Highlights & Insights¶
- First benchmark to systematically evaluate MLLM feedback capabilities on AIGC videos: Fills a gap in synthetic video evaluation, utilizing 4 tasks and 3 question types to provide thorough coverage.
- Valuable discovery of "normality bias": The tendency of MLLMs to judge physical violations in AIGC videos as normal serves as an important warning for practical applications of AIGC video quality assessment.
- Hierarchical design of error types: Categorizes errors into video quality, commonsense/physical violations, and ethical issues, yielding much higher diagnostic value than a single quality score.
Limitations & Future Work¶
- Short video duration: With an average duration of 8.98 seconds, it does not cover long-video generation scenarios (such as Sora-level 60-second-plus videos).
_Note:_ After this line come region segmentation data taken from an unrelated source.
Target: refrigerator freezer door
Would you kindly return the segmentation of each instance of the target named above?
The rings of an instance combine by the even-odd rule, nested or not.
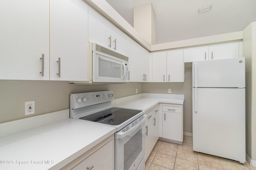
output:
[[[193,63],[193,87],[245,87],[244,57]]]
[[[245,162],[245,89],[197,89],[193,150]]]

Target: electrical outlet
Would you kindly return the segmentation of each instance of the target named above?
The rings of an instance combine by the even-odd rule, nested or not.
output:
[[[168,89],[168,93],[172,93],[172,89]]]
[[[35,113],[35,101],[25,102],[25,115]]]

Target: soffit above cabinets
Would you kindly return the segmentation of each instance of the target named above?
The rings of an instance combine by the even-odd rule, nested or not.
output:
[[[156,16],[156,44],[243,31],[256,21],[255,0],[106,0],[133,26],[133,8],[151,2]],[[199,8],[211,6],[209,11]]]

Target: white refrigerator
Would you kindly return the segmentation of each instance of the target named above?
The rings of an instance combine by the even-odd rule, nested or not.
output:
[[[193,150],[245,162],[244,58],[192,65]]]

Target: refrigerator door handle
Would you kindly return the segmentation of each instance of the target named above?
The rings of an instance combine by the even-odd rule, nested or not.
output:
[[[195,81],[195,87],[197,87],[197,63],[195,63],[194,65],[194,81]]]
[[[194,88],[194,90],[195,90],[195,102],[194,102],[194,105],[195,105],[195,112],[197,112],[197,109],[198,109],[198,107],[197,107],[197,105],[198,105],[198,103],[197,103],[197,88]]]

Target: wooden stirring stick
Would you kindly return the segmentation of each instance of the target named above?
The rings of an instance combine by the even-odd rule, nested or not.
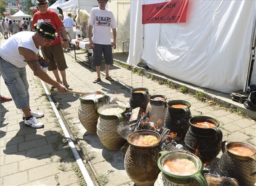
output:
[[[57,88],[54,89],[53,90],[54,90],[55,91],[58,92],[58,89]],[[70,90],[68,90],[68,92],[70,93],[73,93],[73,94],[81,94],[81,95],[89,94],[91,93],[77,92],[76,91]],[[99,91],[95,92],[95,93],[96,94],[99,94],[101,93],[101,92]]]

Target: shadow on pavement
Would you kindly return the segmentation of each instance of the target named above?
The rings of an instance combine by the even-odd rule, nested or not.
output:
[[[0,113],[1,113],[1,117],[0,118],[0,128],[2,128],[6,127],[9,124],[9,123],[3,123],[3,121],[6,119],[6,118],[4,118],[4,116],[9,110],[5,108],[2,103],[1,104],[1,105],[0,105],[0,108],[1,110],[1,112]],[[2,138],[5,136],[6,134],[6,132],[0,130],[0,138]]]
[[[102,156],[115,169],[125,169],[124,156],[120,150],[110,150],[104,147],[102,149]]]
[[[63,143],[63,137],[59,132],[45,130],[44,132],[44,135],[43,135],[37,134],[37,130],[40,132],[42,129],[25,126],[23,121],[20,121],[19,124],[20,129],[6,143],[6,149],[3,151],[4,154],[21,155],[38,160],[52,157],[56,161],[61,158],[63,162],[70,161],[70,158],[73,157],[69,152],[70,147],[67,143]],[[26,141],[20,143],[18,141],[22,137],[26,139]],[[17,152],[14,151],[13,145],[18,143]]]

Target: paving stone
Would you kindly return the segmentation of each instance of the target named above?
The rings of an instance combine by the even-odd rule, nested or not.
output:
[[[50,144],[47,144],[27,150],[27,156],[28,157],[33,158],[45,154],[49,154],[52,151],[52,146]]]
[[[250,138],[247,135],[239,132],[236,131],[230,135],[223,138],[224,140],[229,140],[231,141],[244,141]]]
[[[217,117],[221,117],[229,114],[229,113],[222,110],[219,110],[212,112],[211,114]]]
[[[45,145],[47,144],[46,139],[46,138],[44,136],[42,138],[21,143],[19,144],[19,150],[22,151]]]
[[[57,181],[54,175],[39,179],[23,184],[24,186],[53,186],[57,185]]]
[[[69,185],[75,183],[79,181],[74,173],[72,171],[61,172],[58,174],[60,185]]]
[[[58,164],[54,163],[30,169],[28,171],[29,180],[34,181],[58,174],[61,171],[57,167]]]
[[[242,127],[247,127],[251,125],[255,125],[256,122],[255,121],[251,121],[243,118],[241,119],[238,120],[234,121],[233,123],[237,126]]]
[[[241,127],[234,125],[233,123],[229,123],[226,124],[224,126],[222,126],[225,130],[228,131],[233,132],[237,130],[240,130]]]
[[[253,137],[256,136],[256,130],[250,127],[243,128],[240,132],[249,137]]]
[[[5,158],[5,164],[6,165],[25,160],[27,158],[25,151],[9,154],[8,155],[4,156],[4,157]]]
[[[6,176],[18,172],[18,163],[16,162],[7,165],[1,165],[0,168],[1,177]]]
[[[218,118],[218,119],[219,122],[221,122],[224,124],[227,124],[233,121],[233,119],[225,116]]]
[[[20,171],[23,171],[31,168],[40,166],[50,163],[48,154],[37,156],[35,158],[30,158],[19,162]]]
[[[28,182],[27,174],[26,172],[14,174],[3,177],[3,184],[6,186],[20,185]]]
[[[1,156],[4,155],[13,154],[17,152],[18,150],[18,147],[17,144],[9,145],[1,148],[0,154]]]

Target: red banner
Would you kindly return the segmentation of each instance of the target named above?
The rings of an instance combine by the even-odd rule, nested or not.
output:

- Design bias in the Error Awareness task: All correct answers are "Yes". Although designed to detect model bias, this might result in a somewhat unfair scoring mechanism.
- Limited dataset scale: The 9,740 QA pairs are still relatively small for a comprehensive evaluation.
- Timeliness issues: As video generation models iterate rapidly, current profiles of error types may evolve alongside model advancements.
- Future directions: Incorporating comparative evaluations between AIGC and natural videos; extending to longer videos and a broader range of generative models.
Related Work & Insights¶
- vs EditVid-QA: EditVid-QA also evaluates synthetic videos, but is limited to edited videos and only features open-ended questions; VF-Eval covers more diverse AIGC types and question formats.
- vs QBench: QBench addresses quality assessment of AI-generated content but focuses primarily on scoring, whereas VF-Eval emphasizes error diagnostics and reasoning.
- vs Video-MME: Video-MME is the most comprehensive benchmark for natural video understanding; VF-Eval serves as its counterpart in the AIGC video domain.
Rating¶
- Novelty: ⭐⭐⭐⭐ First systematic AIGC video feedback evaluation benchmark, featuring hierarchically designed tasks.
- Experimental Thoroughness: ⭐⭐⭐⭐ Evaluated 13 models alongside human baselines and validated via RePrompt.
- Writing Quality: ⭐⭐⭐ Well-structured, although some details could be more concise.
- Value: ⭐⭐⭐⭐ Offers significant practical guidance for both AIGC video quality assessment and the improvement of video generation.